A young girl in the audience reported to the ushers that earlier she had seen what appeared to be “a large dark woman” with outstretched arms who was literally pulling rain down from the skies! But as the shouts of praises and intercessory prayer began, the little girl said that this ominous person, who apparently was an emissary from the domain of darkness, mysteriously disappeared.  The apostle Paul said that, “our struggle is not against flesh and blood, but against the rulers, against the authorities, against the powers of this dark world and against the spiritual forces of evil in the heavenly realms (Ephesians 6:12).”

The people returned to the field, a much larger number than before the rains began. Additionally, the lights and the sound system began to work properly. Expressions of thanksgiving, joy, and praise took the service to a higher level of faith and expectancy.  As the altar call was given at the end of the service, 260 people walked to the platform to receive Jesus Christ as their Lord and Savior.  To God be the Glory!

All over the world God is calling His people to preach and proclaim the gospel of Jesus Christ for the advancement of His Kingdom in the earth.
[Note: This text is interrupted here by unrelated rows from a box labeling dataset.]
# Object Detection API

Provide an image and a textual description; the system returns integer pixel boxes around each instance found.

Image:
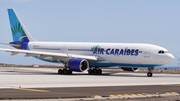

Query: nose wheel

[147,67,154,77]
[88,68,102,75]
[58,68,72,75]
[147,72,153,77]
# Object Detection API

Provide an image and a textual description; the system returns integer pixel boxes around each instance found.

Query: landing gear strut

[147,67,154,77]
[58,68,72,75]
[88,68,102,75]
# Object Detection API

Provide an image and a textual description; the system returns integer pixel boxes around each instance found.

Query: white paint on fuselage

[28,42,174,66]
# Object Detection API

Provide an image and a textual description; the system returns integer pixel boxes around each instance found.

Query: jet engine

[67,59,89,72]
[121,67,139,72]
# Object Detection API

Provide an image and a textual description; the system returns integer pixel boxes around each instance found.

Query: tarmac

[0,67,180,100]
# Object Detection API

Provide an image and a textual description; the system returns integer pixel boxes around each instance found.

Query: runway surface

[0,67,180,99]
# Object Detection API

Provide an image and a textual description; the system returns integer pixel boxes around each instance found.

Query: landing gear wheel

[93,69,97,75]
[62,69,72,75]
[97,69,102,75]
[147,72,153,77]
[88,69,93,75]
[58,69,63,74]
[67,70,72,75]
[63,69,67,74]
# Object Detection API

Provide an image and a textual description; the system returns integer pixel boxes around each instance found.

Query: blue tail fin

[8,9,36,42]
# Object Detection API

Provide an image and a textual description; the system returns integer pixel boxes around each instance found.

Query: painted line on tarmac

[13,88,50,92]
[161,84,180,86]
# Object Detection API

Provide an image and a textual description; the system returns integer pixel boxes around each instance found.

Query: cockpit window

[158,50,168,54]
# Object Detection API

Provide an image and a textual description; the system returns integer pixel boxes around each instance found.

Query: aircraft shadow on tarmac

[0,70,180,78]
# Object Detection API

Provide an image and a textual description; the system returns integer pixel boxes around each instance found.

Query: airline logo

[11,23,28,42]
[91,45,139,56]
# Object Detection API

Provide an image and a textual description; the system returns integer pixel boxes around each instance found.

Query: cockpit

[158,50,169,54]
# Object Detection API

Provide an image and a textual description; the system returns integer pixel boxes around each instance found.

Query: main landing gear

[58,68,72,75]
[88,68,102,75]
[147,67,154,77]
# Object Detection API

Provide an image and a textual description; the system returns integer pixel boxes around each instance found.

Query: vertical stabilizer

[8,9,36,42]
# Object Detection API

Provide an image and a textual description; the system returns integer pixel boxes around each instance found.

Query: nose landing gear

[88,68,102,75]
[147,67,154,77]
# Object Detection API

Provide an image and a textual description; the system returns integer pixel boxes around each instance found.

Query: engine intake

[67,59,89,72]
[121,67,139,72]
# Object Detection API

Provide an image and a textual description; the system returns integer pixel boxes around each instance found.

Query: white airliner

[0,9,174,77]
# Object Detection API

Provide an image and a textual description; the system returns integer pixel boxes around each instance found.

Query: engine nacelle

[121,67,139,72]
[67,59,89,72]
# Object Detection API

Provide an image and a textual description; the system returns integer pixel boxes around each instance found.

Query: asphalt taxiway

[0,67,180,99]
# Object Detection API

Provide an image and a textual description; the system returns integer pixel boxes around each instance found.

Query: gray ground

[0,67,180,101]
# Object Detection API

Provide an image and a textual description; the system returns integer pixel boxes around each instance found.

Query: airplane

[0,9,174,77]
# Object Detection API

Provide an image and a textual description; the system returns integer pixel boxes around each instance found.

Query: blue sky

[0,0,180,66]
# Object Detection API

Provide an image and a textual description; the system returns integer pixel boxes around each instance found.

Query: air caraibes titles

[91,45,139,56]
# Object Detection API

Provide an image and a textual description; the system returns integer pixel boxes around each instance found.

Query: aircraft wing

[0,48,98,62]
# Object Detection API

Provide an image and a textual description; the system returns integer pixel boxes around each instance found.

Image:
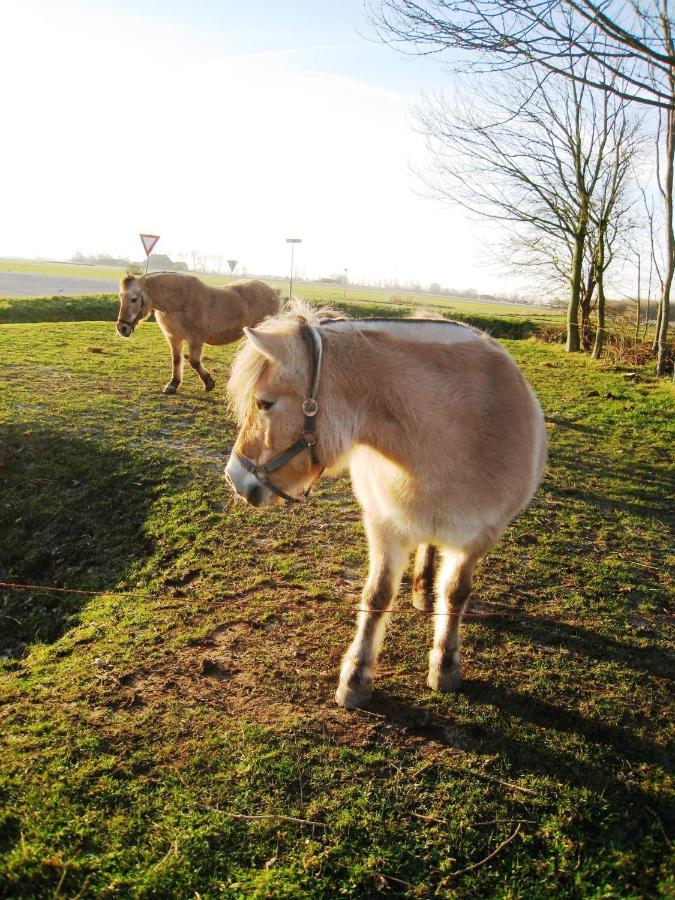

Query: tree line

[370,0,675,375]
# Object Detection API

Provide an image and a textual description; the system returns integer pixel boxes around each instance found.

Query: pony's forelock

[227,297,340,425]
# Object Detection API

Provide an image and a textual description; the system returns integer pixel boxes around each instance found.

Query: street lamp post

But evil forces and powers which are in the spiritual realm will oppose this calling and Christians are exhorted to be ready to war against them.   The saints of God are assured of obtaining the victory if they would persevere in the face of trials and adversity and always stand up for the honor and glory of God’s great name.  This too will be the battle cry of an end-time generation of believers in Jesus Christ, “STETE!”